Returns a JSON string and a list of notifications. The notifications inform about invalid or possibly unwanted syntax of the weak references (contained in the comments).
A valid PostgreSQL connection string (db_conn_str) is required for connecting to a live PostgreSQL database with read permissions.
The resulting data structure is missing some details. Currently mainly these structures are extracted from the database:
- tables
- foreign key relations (both constraints and weak references)
- indexes
The optional arguments have these meanings:
- exclude_tables_regexps is a list of regular expression strings; if a table name matches any of them, the table and all its relations to other tables are omitted from the result
- relation_regexps is a list of regular expression strings; if a table comment or a column comment matches any of them, it is parsed for a ‘weak’ foreign key relation (cf. Foreign key syntax)
-
pg_jts.pg_jts.
get_schema_table_column_triples
(database)[source]¶ Return a list of all (schema_name, table_name, column_name)-combinations.
database must have the same structure as obtained from
get_database()
.
pg_database¶
Query structure information from a PostgreSQL database.
- Extract information on these structures from a database:
- schemas (non-system only)
- tables
- columns
- indexes
- views
- Extraction of these structures has not been implemented yet:
- table inheritance
- sequences
- triggers
- functions
Note
You have to call pg_query.db_init()
with a PostgreSQL
connection string in advance.
-
pg_jts.pg_database.
get_columns
(schema_name, table_name)[source]¶ Return the column properties for given table_name and schema_name.
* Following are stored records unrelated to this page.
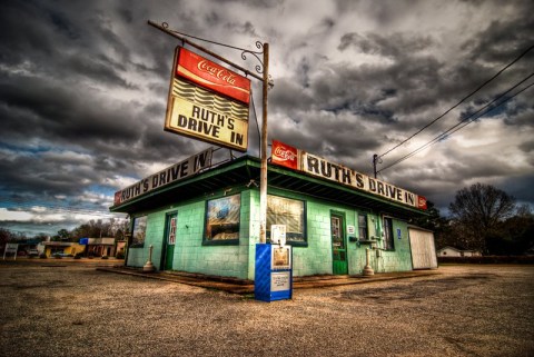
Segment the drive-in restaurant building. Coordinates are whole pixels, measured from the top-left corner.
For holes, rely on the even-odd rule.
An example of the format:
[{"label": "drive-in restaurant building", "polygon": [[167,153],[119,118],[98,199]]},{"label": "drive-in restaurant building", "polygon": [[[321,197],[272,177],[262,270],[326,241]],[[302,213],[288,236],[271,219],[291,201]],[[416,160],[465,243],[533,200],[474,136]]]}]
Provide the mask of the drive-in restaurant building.
[{"label": "drive-in restaurant building", "polygon": [[[116,194],[110,210],[131,218],[127,266],[254,280],[260,161],[212,152]],[[433,234],[411,225],[422,196],[275,140],[267,187],[267,239],[286,225],[294,276],[360,275],[367,249],[378,274],[437,267]]]}]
Return a list of dictionaries with these keys:
- column_name:
- datatype:
- ordinal_pos:
- null:
- column_default:
- column_comment:
-
pg_jts.pg_database.
get_constraints
(schema_name, table_name)[source]¶ Return constraints for a table, one per constraint and per column.
Constraint types are:
- c: check constraint
- f: foreign key constraint
- p: primary key constraint
- u: unique constraint
- t: constraint trigger
- x: exclusion constraint
For each constraint the results are ordered by ordinal_position.
-
pg_jts.pg_database.
get_database
()[source]¶ Return the name of the current database.
Returns a string.
-
pg_jts.pg_database.
get_database_description
()[source]¶ Return the comment on the database.
Returns a string.
-
pg_jts.pg_database.
get_functions
(schema_name)[source]¶ Return a list of triggers within a schema with given name.
NOT IMPLEMENTED; TODO:
-
pg_jts.pg_database.
get_indexes
(schema_name, table_name)[source]¶ Return a list of indexes for a table within a schema.
Each index is described by a dictionary as described in
pg_jts.pg_jts
.
-
pg_jts.pg_database.
get_now
()[source]¶ Return the current datetime from PostgreSQL.
Returns a string.
-
pg_jts.pg_database.
get_schemas
()[source]¶ Return a list of all non-system schemas.
Each schema is described by a dictionary with following keys:
- schema_name: name of the schema
- schema_comment: the PostgreSQL comment characterizing the schema
-
pg_jts.pg_database.
get_sequences
(schema_name)[source]¶ Return a list of sequences within a schema with given name.
NOT IMPLEMENTED; TODO:
SELECT * FROM information_schema.sequences;
-
pg_jts.pg_database.
get_server_version
()[source]¶ Return the server version number.
Returns a string.
-
pg_jts.pg_database.
get_tables
(schema_name)[source]¶ Return a list of all tables within a schema.
Each table is described by a dictionary with following keys:
- table_name: name of the table
- table_comment: the PostgreSQL comment describing the table
-
pg_jts.pg_database.
get_triggers
(schema_name)[source]¶ Return a list of triggers within a schema with given name.
NOT IMPLEMENTED; TODO:
SELECT * FROM information_schema.triggers;
-
pg_jts.pg_database.
get_views
(schema_name)[source]¶ Return a list of views within a schema of given name.
Each view is described by a dictionary having these keys:
- view_name: the name of the view (i.e. of the virtual table)
- view_definition: the SELECT statement defining the view
Developer hints¶
PostgreSQL documentation:
To see the queries executed when displaying schema information with psql, just call psql with option -E.